British favorites such as baked beans and cream of mushroom soup have proved an unlikely hit with Chinese shoppers at Marks & Spencer’s (M&S) flagship store in downtown Shanghai.
However, it does not stop there — shoppers are also stocking up on frozen salmon or cod fillets, ready-made frozen curries, chocolate-chip cookies and porridge oats. Everything is shipped in from Britain. There is even a bakery selling rebaked bread-rolls and pastries that are brought in frozen from the UK.

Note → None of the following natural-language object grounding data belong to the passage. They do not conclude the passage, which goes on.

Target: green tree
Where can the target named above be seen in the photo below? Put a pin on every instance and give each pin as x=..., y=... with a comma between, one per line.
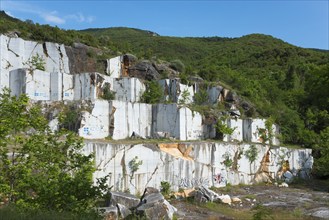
x=153, y=93
x=41, y=170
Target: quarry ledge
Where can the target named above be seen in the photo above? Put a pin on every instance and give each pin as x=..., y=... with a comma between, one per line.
x=132, y=141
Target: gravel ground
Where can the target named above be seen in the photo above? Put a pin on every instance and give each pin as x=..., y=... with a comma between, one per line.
x=310, y=200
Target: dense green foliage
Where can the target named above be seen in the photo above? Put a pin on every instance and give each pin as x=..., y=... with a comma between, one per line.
x=153, y=93
x=286, y=82
x=41, y=170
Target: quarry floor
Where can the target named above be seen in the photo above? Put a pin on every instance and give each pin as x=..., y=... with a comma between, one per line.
x=301, y=201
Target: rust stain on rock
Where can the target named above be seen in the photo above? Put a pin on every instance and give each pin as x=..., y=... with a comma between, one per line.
x=177, y=150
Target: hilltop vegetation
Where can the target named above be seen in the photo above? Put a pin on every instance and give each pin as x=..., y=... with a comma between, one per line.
x=283, y=81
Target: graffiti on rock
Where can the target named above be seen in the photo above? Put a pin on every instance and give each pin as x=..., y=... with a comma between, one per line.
x=219, y=178
x=195, y=182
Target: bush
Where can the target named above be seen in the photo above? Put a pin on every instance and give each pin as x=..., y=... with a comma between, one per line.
x=165, y=188
x=153, y=93
x=177, y=65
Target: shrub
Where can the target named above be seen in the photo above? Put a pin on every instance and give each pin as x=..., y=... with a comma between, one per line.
x=177, y=65
x=165, y=188
x=153, y=93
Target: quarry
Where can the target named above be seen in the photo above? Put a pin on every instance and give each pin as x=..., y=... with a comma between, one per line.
x=139, y=145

UK food and drinks manufacturers, along with supermarkets, are queuing up to tap into China’s burgeoning taste for western food. At a time when British brands such as Weetabix are being gobbled up by Chinese companies, a growing number of UK businesses hope to grab their own slice of the booming Chinese grocery market.
They have the full support of the UK government. As part of British Prime Minister David Cameron’s “march of the makers,” the government in January announced a drive to boost British food and drink exports to countries like China.
British Minister of State for the Environment, Food and Rural Affairs Jim Paice is now touring China. Food and drink is one of the biggest sub-sectors of Britain’s manufacturing industry, which makes up a tenth of the economy.
“In so many cases the Chinese have taken over our manufacturing base, but with British food they can’t do that,” said Lance Forman of H. Forman & Son, the last smokery still operating in east London.
Chinese eating habits have started to mimic those in the West — the growing middle class has started eating breakfast cereal rather than rice; chocolate, potato chips and biscuits as special treats; and using teabags rather than traditional tea leaves. This brings mixed blessings: Nutrition experts warn that obesity is already growing among the younger generation in big cities.
China recently overtook the US to become the world’s biggest market for grocery shopping, a shift to more expensive foods and strong economic growth. It is predicted to grow twice as fast as the US to be worth about ￡950 billion (US$1.49 trillion) by 2015 — from ￡609 billion at the end of last year — according to industry researchers IGD.
Tesco already has more than 100 stores in China, and rival supermarket Sainsbury’s is believed to be in talks with a potential partner about entering the Chinese market. Its team in Shanghai has conducted a thorough feasibility study.
“We do not see international expansion as part of our short-term plans, but we are exploring other possibilities for growth in the medium to long term,” a spokesman said.
Sainsbury’s is still smarting from its disastrous foray into Egypt in 1999. It pulled out in 2001 after running up losses of more than ￡100 million in just two years.
M&S has four fashion-and-food stores in Shanghai after opening the first one, measuring 5,000m2 in 2008, as well as three others in the smaller cities of Ningbo, Changzhou and Wuhan.
The company got off to a rocky start, but intends to focus on Shanghai, where a rapidly growing new strata of Chinese society — the urban rich — has developed a taste for western brands from Prada to Gucci, along with French wine, Spanish olive oil and British biscuits and beer. Shanghai is the world’s fastest-growing city economy, with a population of more than 20 million.